John Kasich took a play right out of his New Hampshire playbook Friday as he spoke to a standing-room-only crowd in a community college gymnasium here. He relied on his town hall prowess — a tactic that propelled him to an impressive second-place finish in the Granite State in February.
The obvious goal: Come away from Tuesday’s New York primary with as many delegates in his corner as possible and look toward a possible contested GOP convention in Cleveland this July.
For more than an hour, the GOP presidential hopeful talked candidly to the mostly working-class crowd from the Utica area. He seemed to be in his comfort zone as he conducted a discussion that ranged from small business growth to balancing the national debt to one of his stable topics -- state specific sports references.

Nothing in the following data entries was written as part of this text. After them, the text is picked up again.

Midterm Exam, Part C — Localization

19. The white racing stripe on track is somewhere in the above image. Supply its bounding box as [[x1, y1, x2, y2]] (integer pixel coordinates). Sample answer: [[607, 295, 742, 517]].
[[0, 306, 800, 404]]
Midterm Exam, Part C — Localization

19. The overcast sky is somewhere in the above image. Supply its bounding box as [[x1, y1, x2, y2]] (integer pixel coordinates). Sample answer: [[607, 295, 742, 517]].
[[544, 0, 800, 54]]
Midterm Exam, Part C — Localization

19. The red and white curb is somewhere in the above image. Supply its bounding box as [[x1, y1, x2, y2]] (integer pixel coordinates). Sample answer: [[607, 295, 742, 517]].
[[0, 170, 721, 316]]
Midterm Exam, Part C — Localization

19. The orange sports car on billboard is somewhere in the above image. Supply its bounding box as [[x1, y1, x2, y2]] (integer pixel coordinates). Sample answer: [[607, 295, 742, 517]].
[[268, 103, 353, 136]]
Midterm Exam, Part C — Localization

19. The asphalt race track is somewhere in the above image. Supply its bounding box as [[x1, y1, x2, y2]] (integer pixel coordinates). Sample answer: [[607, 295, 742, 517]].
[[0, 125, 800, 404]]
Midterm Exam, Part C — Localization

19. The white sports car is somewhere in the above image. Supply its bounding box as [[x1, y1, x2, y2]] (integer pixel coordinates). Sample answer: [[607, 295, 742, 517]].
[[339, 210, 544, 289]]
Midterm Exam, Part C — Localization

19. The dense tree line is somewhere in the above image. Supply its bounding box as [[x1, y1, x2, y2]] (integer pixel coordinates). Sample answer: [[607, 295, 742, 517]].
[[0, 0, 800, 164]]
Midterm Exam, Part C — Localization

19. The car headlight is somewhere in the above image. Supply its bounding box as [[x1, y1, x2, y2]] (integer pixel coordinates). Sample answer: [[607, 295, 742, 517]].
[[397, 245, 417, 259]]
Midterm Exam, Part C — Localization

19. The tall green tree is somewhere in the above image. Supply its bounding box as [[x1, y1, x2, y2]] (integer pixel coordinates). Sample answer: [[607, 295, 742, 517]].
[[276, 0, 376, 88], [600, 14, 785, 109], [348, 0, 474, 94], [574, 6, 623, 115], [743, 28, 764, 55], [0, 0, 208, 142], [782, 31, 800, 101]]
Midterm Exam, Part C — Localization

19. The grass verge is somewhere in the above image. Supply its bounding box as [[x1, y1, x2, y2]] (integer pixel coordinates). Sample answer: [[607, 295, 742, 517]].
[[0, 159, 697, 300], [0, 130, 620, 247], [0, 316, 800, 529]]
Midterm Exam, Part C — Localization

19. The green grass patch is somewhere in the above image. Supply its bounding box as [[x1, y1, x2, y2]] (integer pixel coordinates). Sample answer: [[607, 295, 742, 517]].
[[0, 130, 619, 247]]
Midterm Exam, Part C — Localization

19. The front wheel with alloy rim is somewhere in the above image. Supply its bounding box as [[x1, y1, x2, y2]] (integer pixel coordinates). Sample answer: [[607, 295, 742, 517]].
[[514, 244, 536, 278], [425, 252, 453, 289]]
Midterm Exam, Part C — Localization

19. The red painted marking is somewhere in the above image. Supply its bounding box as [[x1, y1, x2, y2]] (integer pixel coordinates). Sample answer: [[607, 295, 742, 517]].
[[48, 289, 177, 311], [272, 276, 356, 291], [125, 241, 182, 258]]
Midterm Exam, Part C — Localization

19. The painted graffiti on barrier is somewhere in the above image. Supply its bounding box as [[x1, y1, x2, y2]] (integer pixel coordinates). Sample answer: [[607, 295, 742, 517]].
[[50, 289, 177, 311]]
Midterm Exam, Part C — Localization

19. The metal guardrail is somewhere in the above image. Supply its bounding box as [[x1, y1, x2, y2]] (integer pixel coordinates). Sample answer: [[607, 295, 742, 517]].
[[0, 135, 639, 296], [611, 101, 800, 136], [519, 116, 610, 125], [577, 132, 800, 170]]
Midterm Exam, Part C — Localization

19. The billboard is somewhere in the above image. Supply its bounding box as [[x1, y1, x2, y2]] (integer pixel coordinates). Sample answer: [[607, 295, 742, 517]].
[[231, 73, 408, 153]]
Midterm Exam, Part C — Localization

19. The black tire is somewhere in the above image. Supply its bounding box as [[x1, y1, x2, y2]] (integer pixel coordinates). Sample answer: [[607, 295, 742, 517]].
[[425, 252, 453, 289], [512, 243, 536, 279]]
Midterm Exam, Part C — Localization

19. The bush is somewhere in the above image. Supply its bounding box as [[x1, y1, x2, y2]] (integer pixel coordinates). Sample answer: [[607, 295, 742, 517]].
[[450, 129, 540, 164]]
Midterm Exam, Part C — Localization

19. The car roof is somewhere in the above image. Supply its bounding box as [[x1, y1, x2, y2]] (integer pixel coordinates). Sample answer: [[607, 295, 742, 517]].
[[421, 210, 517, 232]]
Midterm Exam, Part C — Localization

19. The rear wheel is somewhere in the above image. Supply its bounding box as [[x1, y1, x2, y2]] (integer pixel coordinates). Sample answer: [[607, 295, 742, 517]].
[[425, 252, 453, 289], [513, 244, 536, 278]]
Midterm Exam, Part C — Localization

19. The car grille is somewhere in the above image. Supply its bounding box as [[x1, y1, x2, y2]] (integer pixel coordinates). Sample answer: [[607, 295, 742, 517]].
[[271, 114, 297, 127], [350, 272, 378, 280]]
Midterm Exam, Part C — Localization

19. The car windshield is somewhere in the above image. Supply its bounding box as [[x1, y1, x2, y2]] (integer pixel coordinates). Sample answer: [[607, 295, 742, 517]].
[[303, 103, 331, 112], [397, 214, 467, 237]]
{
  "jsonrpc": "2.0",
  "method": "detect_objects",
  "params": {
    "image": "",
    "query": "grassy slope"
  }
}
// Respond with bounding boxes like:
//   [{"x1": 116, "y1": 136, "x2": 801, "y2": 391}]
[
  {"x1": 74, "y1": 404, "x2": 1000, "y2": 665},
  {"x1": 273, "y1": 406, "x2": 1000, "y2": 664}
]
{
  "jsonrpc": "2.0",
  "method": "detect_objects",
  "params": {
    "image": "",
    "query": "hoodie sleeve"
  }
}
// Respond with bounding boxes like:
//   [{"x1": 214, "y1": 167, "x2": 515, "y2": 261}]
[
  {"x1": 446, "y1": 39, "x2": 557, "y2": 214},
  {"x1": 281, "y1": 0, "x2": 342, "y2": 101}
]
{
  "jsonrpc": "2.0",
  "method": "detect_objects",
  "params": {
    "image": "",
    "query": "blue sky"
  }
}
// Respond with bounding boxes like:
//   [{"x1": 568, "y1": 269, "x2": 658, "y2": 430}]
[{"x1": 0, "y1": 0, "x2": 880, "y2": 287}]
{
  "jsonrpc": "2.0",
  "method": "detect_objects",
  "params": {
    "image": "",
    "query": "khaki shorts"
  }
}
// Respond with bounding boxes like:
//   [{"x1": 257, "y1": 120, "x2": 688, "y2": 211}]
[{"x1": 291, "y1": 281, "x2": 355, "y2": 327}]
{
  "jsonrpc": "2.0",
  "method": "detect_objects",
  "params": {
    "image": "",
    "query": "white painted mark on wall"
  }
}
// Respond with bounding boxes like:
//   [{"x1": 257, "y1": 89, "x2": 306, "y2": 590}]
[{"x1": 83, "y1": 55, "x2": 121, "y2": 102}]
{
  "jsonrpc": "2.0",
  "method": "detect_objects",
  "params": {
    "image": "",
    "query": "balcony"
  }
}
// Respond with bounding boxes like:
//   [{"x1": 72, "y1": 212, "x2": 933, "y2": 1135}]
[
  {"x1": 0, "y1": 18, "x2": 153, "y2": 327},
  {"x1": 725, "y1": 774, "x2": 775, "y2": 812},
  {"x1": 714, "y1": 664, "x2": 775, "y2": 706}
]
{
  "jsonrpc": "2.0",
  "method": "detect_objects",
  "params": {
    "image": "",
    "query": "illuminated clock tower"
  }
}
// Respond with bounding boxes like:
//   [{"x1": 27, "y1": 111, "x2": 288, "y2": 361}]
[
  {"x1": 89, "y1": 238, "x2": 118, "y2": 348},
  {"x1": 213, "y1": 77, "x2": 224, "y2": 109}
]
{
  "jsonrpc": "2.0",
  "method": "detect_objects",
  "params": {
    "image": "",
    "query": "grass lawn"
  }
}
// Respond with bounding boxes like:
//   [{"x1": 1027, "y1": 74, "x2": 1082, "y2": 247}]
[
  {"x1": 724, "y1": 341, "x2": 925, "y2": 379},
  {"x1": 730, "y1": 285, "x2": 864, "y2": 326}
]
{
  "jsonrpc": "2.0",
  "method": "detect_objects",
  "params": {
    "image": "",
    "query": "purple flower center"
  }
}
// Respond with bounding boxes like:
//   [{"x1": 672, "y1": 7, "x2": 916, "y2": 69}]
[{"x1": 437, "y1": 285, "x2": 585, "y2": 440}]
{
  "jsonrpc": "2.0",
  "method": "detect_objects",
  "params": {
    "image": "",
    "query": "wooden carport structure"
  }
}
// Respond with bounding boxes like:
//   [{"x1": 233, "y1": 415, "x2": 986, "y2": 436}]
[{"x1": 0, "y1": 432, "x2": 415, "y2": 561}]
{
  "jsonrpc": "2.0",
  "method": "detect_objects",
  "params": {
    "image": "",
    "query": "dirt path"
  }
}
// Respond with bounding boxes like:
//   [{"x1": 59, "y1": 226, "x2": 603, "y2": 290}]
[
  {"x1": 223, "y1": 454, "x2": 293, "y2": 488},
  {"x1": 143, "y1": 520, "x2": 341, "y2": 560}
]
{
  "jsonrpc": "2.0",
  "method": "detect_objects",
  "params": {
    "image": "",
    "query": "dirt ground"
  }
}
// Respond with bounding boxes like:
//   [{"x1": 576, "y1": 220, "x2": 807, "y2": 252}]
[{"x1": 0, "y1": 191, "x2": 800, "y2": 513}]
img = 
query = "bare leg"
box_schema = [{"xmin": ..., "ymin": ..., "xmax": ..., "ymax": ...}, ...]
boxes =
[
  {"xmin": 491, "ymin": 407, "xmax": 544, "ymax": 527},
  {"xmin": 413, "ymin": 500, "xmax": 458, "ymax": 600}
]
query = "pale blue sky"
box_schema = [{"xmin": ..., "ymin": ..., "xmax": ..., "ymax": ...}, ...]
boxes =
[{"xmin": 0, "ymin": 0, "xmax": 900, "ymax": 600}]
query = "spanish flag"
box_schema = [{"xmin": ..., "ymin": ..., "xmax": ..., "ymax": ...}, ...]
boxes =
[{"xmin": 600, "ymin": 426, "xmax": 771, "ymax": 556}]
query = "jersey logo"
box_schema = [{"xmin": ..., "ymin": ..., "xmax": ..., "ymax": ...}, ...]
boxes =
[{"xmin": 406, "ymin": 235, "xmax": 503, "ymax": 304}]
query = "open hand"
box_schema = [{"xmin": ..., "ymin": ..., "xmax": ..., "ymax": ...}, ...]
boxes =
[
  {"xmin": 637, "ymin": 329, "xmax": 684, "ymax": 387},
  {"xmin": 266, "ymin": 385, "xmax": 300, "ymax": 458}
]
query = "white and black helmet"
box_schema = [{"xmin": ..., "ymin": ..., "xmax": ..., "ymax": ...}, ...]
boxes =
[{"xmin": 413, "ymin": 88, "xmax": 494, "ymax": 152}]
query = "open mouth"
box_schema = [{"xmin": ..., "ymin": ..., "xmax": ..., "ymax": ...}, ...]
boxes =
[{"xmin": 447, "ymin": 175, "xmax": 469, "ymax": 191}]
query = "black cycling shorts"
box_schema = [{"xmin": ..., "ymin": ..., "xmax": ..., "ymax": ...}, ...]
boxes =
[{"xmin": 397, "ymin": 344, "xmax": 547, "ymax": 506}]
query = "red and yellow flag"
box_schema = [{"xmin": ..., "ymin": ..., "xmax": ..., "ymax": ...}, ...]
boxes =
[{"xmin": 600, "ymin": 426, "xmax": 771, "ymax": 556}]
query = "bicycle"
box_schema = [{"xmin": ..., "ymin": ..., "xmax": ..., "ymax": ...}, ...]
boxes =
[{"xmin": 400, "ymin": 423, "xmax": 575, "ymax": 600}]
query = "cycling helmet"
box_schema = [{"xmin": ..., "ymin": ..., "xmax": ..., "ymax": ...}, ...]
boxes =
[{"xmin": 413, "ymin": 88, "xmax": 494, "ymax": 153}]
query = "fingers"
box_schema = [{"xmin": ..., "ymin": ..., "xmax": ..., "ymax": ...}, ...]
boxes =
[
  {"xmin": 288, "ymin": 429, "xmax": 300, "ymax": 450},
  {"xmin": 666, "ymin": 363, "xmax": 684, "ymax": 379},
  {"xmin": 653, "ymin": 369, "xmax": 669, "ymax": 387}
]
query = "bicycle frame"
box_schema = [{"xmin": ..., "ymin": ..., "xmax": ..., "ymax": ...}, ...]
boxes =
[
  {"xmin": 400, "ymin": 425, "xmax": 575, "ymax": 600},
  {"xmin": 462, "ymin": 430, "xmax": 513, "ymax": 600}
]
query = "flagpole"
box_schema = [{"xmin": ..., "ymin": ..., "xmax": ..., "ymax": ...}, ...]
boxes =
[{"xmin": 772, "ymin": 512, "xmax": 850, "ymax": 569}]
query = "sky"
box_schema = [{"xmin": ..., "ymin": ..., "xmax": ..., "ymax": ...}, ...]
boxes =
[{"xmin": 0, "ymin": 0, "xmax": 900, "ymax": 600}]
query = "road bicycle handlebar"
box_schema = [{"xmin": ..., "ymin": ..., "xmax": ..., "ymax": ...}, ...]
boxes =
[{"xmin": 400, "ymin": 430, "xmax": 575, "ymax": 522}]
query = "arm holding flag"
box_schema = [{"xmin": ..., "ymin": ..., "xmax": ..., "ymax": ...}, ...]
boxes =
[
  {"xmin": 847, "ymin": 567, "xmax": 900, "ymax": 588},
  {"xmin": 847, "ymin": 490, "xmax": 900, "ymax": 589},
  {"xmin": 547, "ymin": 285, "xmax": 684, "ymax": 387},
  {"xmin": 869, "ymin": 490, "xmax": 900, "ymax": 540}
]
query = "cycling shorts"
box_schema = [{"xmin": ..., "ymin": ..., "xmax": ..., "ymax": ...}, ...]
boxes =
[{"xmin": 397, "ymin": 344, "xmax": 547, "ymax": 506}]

Kasich’s tactic hasn’t changed much since he began his primary run in July of last year. He has for the most part focused on small groups of a thousand or so people whistle stop by whistle stop, encouraging attendees to be involved with his speeches and ask him questions afterwards.
What has changed is he mathematically no longer has the chance to win the Republican nomination outright. He has no way of tallying up the 1,237 delegates needed unless the race goes to a contested convention, and it is looking like that’s what will happen. Many at the event Friday lamented Kasich's dismal national delegate count — he currently has 144 to Donald Trump’s 744. Ted Cruz comes in second at 545.
“I came out to actually see him in person because I really do believe he’s the only hope that Republicans have,” said Janice Williams, 50, a compliance officer for an investment adviser. “Ted Cruz and Donald Trump are two of the most divisive candidates that we’ve ever seen run, and if one of them ends up being the nominee I’m going to have to consider voting for the Democrats.”
Others hoped that he will be able to pull out a heroic win at a contested GOP convention—if it gets to that.
“John Kasich is a good guy but mathematically he can’t get there without a brokered convention but I think he’s hanging around long enough because he thinks that’s what is going to happen,” said Matthew Sullivan, 47, a retired policeman from Utica.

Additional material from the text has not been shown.